There are no hard and fast rules about how deficits are calculated, with individual scheme advisers – and the regulator – left to deal with the uncertainty of how much a payment stream over the next 40 to 60 years may cost when expressed in today’s money. The answer depends on assumptions about inflation, investment returns and life expectancy, among other things.
And it is this, as well as the timetable for remedying the deficit in BT’s pension scheme, that is likely to be at the heart of tensions with the regulator.
The regulator is charged with first seeing to it that company pension promises are honoured in full, and second, that claims on the industry-funded insurance scheme are limited.
It is insisting on the use of “prudent” assumptions for retirement fund valuations. That way, if the plan sponsor were suddenly forced into bankruptcy, at least there would be enough in the scheme to pay promised retirement benefits.
But there are no hard and fast rules about what is “prudent” and, indeed, the actuarial profession has long resisted defining the term.

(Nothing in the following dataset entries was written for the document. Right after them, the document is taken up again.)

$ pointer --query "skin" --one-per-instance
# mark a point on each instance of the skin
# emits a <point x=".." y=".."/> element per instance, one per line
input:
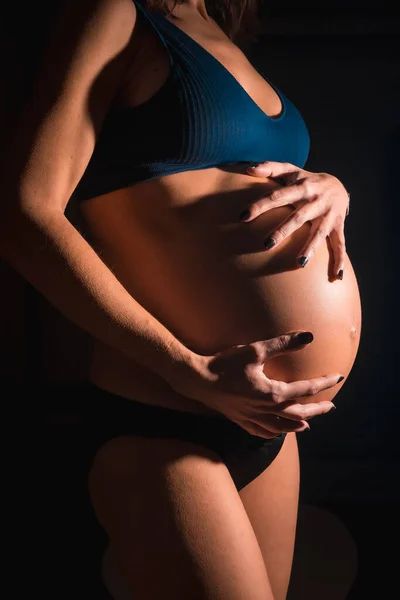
<point x="218" y="288"/>
<point x="190" y="262"/>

“What the regulator is most concerned about is companies presenting a fairy tale,” said Clive Fortes, head of the corporate consulting practice at Hyman Robertson, the actuarial firm. The first order of business must be for trustees to recognise just how big the deficit is. “If it will take you 15 years to fill it, it will take you 15 years,” added Mr Fortes.
Jeremy Dell, partner at Lane Clark & Peacock, another actuarial firm, said the starting point from the regulator’s point of view is “the trustees shouldn’t kid themselves that there isn’t a problem”.
Pension experts generally agreed that the assumptions used by BT in its pension scheme valuation are not completely out of line with other companies.
The triennial funding valuation of BT’s defined benefit scheme, conducted by its trustees with the help of advisers, found an actuarial deficit of £9bn at December 31 2008.
The market value of the scheme’s assets was £31.2bn, while the present value of the scheme’s liabilities was £40.2bn, after using a post-inflation discount rate of 2.5 per cent. The deficit is to be dealt with through annual top-up payments by BT of at least £500m over 17 years.
John Ralfe, an independent pensions adviser, said he would be surprised if the regulator’s concerns were about the assumptions underpinning BT’s pension valuation.
“It is more likely to be the length of the recovery plan that is the problem,” said Mr Ralfe. “It is that 17 years is too long for a company that is not in trouble.”
Several advisers said companies now seek permission to stretch deficit-repair payments out longer than the 10 years urged by the regulator. “We are seeing quite a lot of understanding from the trustees and the regulator on this point,” said Mr Fortes.
However, he – and several other advisers – said those seeking a longer payment term are clustering around 12- to 15-year horizons. “It is unusual to see schemes seeking longer than 15 years,” said a legal adviser.
But advisers noted that two companies with similar deficits could use very different technical assumptions and still satisfy the regulator. A company with a strong balance sheet and conservative investment strategy is likely to be able to use somewhat less prudent assumptions. By contrast, a group with a weak credit rating and limited cash flow will have to use very prudent methodology that give rise to a much larger deficit calculation.
BT, which has an investment-grade credit rating, is a utility-style cash generator that may be more able than many companies to plug its pension deficit quickly.
BT and the trustees to its pension scheme sounded like they are prepared to dig in for a long battle with the regulator.
Rod Kent, chairman of the trustees, said he and his colleagues had “spent exhaustive effort over the last 18 months in detailed analysis”.
Ian Livingston, BT’s chief executive, said the trustees and the company had agreed on a “prudent valuation” for the scheme.
He said if the regulator objected, and the trustees stood by the agreement with the company, the matter could go to a tribunal, followed by an lengthy appeals process. He highlighted how, by the time of issue was resolved, the next triennial valuation could be well under way.